“Why, of course you beat them, Norah—easily!” he said, shamelessly ignoring the boys’ side of the race. “Didn’t I tell you that pony could beat most things in Donegal, if she got the chance?”
“I did cut a corner,” Norah admitted, laughing. “But ’tis themselves has the animals of great size—and they flippant leppers!” She dropped into brogue with an ease born of close association with Timsy and his parents. “Sir John, is that the Doon Rock?”
She pointed with her whip to a great rocky eminence half a mile away.
“Yes, that’s the Rock,” O’Neill answered. “It’s rather a landmark, isn’t it? We’ll wait for you at the foot, if you’ll jog on after us.”

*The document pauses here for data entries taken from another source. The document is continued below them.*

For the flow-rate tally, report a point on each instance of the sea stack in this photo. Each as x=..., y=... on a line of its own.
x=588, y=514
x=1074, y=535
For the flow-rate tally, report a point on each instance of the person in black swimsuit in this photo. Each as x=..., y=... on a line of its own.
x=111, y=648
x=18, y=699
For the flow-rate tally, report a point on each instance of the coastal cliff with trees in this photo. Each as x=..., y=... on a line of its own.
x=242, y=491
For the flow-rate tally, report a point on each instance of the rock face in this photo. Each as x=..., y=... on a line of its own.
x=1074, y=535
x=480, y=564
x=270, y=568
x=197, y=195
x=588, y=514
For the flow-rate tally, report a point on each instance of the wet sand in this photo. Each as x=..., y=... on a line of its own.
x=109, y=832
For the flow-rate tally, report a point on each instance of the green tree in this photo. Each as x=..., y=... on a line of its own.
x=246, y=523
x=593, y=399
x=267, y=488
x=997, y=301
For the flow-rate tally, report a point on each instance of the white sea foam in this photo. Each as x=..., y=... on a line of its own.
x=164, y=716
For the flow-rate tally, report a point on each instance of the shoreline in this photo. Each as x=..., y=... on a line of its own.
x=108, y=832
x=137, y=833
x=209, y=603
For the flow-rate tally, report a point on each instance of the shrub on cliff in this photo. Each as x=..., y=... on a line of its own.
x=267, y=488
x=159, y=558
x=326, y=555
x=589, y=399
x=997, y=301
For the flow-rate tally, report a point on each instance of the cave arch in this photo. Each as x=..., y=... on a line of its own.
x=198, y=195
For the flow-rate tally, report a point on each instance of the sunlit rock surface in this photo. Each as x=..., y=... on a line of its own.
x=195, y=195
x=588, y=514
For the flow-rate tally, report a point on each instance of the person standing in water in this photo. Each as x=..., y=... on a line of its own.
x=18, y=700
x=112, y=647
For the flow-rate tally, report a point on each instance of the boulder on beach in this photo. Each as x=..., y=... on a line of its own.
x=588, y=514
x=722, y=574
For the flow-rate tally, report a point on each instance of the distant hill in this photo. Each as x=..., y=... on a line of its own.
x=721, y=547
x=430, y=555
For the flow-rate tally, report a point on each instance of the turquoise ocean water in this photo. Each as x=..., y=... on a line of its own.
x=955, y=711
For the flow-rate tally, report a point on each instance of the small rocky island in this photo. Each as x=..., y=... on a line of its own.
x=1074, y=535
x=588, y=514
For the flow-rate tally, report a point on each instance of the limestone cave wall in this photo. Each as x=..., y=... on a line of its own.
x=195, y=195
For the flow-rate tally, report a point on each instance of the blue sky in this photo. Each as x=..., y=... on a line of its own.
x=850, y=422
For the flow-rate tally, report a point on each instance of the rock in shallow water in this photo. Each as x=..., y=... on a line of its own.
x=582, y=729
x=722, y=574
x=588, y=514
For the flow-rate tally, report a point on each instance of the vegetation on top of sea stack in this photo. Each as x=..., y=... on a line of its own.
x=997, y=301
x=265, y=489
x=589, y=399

The riders followed the motor slowly. The road led past the great mass, half hill, half rock, that towered over the little fields. It was about three hundred feet high, with sparse vegetation endeavouring to find a footing on its rugged sides, and grey boulders, weather-worn and clothed with lichen, jutting out, grim and bleak. The motor halted under its shadow, and the groom who occupied the front seat with Con, the lame chauffeur, led the horses away to a cottage close by.
A few hundred yards away a curious sight puzzled the Australians. On a little green, where some grey stones marked a well, was a little plantation of sticks stuck in the ground. Fluttering rags waved from many of them, and ornamented the ragged brambles near the well.
“You haven’t seen a holy well, have you?” O’Neill asked. “That is one of the most famous—the Well of Doon.”
“But what are the sticks?” Wally asked.
“Come and see.”
They walked over to the well. A deeply marked path led to it, and all about it the ground was beaten hard by the feet of many people, save in the patch of ground where the sticks stood upright. There were all kinds of sticks; rough stakes, cut from a hedge, ash-plants, blackthorns—some of no value, others well-finished and costly. Rags, white and coloured, fluttered from them. And there was more than one crutch, standing straight and stiff among the lesser sticks.